Dans son document de consultation, le promoteur examine des technologies de stockage et des sites de rechange selon plusieurs critères, dont la gestion des risques, les impacts environnementaux et les coûts (section 2.5, page 62 du document de consultation). Il en déduit que la solution envisagée représente le meilleur compromis.

La construction des installations de stockage coûterait 250 millions de dollars, somme à laquelle il faudrait ajouter 580 millions de dollars pour exploiter le site pendant 50 ans, le temps d’y placer les déchets, et assurer sa maintenance dans les 30 années suivantes. Sans être nécessairement beaucoup plus sécuritaire, une installation de béton coûterait 3,4 milliards de dollars, selon le promoteur. Elle occuperait jusqu’à deux fois plus d’espace et aurait un impact environnemental bien plus important, notamment à cause de la quantité de béton à fabriquer et à transporter. Est-ce vraiment mieux?

Mais le promoteur étant une société privée, il a évidemment tout à gagner à diminuer les coûts. Pourrait-on placer les déchets plus loin des humains, comme le réclame Martine Ouellet? Oui. Il ne faut cependant pas oublier que 90 % des déchets qui doivent être stockés sont pour l’instant… à Chalk River, où ils ont été produits depuis que ce centre de recherche sur le nucléaire et de production d’isotopes médicaux est entré en service en 1957.

Transporter un million de mètres cubes de déchets radioactifs sur les routes ou les rails, en plus de représenter d’importants risques pour l’environnement et une nuisance pour le voisinage, n’est pas sans danger. Il est en outre bien plus facile de surveiller un seul site que des camions circulant sur des routes isolées, où des accidents pourraient passer inaperçus aux yeux du public.

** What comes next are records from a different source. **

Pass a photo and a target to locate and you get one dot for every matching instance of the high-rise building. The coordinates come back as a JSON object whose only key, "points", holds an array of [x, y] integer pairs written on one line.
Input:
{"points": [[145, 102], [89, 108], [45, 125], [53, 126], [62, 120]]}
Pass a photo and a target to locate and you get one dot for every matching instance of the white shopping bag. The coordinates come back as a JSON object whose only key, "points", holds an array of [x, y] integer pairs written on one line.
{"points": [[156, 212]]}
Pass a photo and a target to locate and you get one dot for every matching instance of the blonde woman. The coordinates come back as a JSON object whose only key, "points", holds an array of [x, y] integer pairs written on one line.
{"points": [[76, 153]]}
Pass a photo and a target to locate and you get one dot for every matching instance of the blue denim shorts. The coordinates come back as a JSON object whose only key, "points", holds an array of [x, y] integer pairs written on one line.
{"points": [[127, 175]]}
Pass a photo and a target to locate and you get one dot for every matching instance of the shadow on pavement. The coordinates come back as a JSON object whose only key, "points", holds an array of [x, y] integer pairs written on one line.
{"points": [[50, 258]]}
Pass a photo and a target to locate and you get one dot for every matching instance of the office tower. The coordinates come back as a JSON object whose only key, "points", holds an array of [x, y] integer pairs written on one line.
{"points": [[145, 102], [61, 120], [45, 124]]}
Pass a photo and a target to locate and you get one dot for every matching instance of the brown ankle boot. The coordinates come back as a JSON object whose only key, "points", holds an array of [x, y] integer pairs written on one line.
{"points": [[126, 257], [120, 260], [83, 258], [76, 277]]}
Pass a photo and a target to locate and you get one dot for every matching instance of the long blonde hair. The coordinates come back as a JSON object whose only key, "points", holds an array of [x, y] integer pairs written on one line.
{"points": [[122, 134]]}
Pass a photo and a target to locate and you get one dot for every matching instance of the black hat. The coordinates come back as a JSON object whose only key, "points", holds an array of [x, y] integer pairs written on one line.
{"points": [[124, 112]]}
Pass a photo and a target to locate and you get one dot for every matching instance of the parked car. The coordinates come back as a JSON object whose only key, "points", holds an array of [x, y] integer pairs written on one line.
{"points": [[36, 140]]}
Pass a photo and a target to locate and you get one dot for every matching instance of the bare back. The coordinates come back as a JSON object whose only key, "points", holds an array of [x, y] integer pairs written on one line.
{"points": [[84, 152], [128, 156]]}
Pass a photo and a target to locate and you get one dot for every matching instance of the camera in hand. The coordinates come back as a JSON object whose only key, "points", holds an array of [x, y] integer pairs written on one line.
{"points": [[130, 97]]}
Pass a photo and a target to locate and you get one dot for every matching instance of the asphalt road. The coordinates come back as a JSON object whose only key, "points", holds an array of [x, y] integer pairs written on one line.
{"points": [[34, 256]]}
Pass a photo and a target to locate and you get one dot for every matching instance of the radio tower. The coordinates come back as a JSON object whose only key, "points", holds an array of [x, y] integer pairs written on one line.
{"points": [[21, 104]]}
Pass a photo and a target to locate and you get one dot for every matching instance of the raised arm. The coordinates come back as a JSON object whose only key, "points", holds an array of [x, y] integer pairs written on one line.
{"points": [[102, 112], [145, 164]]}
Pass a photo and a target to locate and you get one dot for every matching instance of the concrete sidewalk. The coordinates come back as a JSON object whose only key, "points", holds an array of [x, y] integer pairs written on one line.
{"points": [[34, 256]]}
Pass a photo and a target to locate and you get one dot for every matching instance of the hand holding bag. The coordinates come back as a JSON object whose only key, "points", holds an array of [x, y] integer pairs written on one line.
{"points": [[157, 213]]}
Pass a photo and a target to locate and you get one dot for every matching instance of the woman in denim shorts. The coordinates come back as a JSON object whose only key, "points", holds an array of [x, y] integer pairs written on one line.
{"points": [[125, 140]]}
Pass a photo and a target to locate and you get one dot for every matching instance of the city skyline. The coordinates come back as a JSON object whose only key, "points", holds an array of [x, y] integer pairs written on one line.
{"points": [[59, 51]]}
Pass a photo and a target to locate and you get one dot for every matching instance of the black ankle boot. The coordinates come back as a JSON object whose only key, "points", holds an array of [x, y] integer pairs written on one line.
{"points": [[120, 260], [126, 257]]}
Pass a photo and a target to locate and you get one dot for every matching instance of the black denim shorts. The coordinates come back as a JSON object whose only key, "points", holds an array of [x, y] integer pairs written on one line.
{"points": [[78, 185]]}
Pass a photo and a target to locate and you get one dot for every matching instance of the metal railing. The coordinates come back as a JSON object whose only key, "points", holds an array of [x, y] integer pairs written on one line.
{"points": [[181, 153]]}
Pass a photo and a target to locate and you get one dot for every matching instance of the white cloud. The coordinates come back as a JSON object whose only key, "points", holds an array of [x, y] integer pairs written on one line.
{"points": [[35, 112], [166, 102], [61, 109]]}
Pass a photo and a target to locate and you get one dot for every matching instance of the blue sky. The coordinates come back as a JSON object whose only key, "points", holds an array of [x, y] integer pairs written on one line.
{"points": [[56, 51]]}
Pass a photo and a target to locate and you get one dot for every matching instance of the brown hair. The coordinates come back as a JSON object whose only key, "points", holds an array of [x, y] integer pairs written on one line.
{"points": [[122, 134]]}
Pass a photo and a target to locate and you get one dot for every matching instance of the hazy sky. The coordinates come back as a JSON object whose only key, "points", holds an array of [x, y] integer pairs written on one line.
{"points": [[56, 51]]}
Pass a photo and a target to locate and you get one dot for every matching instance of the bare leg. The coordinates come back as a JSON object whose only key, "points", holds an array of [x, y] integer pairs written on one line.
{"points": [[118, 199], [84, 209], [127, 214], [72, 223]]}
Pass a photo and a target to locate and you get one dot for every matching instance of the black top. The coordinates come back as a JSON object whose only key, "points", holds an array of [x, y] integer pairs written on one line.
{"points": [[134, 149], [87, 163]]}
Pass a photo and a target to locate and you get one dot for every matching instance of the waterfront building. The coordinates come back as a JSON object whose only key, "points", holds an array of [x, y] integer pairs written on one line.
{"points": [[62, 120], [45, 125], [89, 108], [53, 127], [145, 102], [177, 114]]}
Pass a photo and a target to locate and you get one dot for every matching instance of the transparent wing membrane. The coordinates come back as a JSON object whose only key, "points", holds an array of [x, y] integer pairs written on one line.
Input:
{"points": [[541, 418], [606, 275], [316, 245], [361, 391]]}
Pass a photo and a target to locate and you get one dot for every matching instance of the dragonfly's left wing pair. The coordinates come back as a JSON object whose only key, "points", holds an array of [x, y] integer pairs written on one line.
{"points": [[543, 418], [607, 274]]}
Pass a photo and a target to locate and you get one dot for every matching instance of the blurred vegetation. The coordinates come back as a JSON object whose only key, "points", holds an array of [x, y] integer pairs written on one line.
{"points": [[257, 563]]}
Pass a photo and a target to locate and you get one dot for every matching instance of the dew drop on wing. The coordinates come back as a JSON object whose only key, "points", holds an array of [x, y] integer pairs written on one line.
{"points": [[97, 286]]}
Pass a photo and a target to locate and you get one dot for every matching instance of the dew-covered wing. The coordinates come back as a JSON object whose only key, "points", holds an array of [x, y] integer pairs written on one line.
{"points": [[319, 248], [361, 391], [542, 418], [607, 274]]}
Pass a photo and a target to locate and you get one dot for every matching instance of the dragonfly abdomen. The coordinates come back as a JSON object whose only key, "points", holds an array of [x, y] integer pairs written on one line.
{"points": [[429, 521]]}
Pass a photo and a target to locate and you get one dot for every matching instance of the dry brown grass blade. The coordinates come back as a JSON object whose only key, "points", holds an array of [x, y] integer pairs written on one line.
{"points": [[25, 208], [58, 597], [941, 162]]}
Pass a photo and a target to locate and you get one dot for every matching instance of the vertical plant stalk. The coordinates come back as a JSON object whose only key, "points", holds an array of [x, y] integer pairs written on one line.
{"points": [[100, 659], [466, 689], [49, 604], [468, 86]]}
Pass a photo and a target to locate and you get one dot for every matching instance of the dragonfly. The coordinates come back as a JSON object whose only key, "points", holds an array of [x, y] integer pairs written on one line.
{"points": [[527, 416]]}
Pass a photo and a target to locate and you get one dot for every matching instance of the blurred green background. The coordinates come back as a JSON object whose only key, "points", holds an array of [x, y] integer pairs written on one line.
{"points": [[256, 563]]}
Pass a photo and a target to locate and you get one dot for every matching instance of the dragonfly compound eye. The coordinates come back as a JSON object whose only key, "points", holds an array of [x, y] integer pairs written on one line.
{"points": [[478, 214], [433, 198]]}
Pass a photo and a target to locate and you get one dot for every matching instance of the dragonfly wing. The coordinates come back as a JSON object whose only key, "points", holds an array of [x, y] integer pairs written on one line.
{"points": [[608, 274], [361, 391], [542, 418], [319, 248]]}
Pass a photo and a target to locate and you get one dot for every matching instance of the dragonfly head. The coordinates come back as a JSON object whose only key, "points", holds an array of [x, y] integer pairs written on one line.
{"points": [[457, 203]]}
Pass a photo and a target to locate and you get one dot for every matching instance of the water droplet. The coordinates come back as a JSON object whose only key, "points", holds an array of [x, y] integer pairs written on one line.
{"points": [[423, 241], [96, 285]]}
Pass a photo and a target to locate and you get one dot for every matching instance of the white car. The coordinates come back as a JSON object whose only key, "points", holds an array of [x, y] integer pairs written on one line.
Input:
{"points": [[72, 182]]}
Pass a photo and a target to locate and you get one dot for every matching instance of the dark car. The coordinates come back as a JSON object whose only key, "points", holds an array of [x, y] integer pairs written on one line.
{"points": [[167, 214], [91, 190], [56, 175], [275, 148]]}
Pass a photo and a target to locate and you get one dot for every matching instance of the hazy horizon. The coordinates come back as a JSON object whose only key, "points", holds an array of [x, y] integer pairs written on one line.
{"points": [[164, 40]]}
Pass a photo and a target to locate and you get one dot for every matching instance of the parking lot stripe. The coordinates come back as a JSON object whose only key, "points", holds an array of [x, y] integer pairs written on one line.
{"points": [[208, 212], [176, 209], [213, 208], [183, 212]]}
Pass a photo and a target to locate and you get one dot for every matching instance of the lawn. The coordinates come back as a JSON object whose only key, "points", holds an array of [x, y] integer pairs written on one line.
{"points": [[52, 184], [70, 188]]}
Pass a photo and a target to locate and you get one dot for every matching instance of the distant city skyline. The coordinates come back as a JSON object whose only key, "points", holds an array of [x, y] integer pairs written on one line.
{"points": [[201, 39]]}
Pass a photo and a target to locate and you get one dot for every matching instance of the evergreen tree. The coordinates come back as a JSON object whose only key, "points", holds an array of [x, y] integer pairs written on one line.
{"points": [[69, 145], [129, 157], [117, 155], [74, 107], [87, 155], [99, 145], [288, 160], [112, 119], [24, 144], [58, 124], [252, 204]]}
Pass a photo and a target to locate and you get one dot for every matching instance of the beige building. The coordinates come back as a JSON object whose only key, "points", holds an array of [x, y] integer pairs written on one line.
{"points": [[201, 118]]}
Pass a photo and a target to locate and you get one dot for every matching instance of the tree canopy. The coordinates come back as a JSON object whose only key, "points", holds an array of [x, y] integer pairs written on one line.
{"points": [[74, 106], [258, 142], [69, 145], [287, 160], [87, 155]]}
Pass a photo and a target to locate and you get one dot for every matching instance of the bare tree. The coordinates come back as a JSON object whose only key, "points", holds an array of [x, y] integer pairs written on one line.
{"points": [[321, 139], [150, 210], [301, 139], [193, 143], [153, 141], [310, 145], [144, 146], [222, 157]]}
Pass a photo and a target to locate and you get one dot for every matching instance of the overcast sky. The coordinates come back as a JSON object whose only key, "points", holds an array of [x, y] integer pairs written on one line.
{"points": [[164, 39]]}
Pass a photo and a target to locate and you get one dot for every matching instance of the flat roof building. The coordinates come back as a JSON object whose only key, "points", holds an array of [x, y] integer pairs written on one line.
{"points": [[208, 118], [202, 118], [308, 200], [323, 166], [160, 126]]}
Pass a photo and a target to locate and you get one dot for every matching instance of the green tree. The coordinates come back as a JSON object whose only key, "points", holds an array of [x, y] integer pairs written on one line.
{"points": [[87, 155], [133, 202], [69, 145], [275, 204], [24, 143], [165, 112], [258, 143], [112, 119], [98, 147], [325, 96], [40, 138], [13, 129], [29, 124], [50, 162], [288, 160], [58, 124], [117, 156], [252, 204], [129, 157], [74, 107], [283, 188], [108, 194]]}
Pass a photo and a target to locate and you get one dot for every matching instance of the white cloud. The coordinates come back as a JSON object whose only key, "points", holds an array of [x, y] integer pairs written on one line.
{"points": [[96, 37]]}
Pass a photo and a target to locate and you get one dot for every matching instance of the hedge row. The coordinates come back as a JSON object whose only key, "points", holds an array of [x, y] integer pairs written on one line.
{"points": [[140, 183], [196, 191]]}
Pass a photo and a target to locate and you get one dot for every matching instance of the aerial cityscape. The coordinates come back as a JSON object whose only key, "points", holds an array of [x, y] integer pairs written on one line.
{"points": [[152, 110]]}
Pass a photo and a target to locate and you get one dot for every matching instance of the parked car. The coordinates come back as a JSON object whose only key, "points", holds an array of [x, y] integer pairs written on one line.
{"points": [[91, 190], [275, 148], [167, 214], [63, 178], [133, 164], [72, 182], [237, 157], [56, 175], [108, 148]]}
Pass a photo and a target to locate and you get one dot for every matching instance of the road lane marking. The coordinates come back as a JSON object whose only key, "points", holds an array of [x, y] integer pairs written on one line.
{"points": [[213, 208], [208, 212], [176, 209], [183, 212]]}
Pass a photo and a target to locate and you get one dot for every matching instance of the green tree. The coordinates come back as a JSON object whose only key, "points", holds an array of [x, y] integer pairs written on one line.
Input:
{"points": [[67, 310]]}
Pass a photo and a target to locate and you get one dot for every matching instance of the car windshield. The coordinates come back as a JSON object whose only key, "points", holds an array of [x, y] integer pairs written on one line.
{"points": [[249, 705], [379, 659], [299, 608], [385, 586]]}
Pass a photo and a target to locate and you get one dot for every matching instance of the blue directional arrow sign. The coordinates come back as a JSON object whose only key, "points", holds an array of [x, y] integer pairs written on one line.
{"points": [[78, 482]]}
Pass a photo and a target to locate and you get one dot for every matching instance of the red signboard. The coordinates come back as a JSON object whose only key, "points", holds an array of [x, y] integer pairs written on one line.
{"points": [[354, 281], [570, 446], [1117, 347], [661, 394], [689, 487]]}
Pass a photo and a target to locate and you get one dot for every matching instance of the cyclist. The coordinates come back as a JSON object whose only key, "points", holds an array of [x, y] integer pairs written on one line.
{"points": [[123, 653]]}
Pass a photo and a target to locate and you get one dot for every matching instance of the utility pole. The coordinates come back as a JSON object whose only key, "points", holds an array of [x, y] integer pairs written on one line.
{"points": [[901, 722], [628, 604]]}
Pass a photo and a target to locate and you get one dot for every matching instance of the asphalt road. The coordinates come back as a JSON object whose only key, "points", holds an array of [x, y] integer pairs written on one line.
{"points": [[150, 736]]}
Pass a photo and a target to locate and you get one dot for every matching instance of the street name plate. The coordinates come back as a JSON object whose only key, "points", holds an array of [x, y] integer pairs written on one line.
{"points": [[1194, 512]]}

Pourrait-on bonifier le projet en prévoyant, par exemple, de confiner dans du béton les seuls déchets de moyenne intensité, qui ne représentent que 1 % du volume? C’est le genre de question qu’il faudra poser à la Commission canadienne de sûreté nucléaire.

Chose certaine, ces déchets ne disparaîtront pas comme par magie et aucune solution ne sera jamais sécuritaire à 100 %.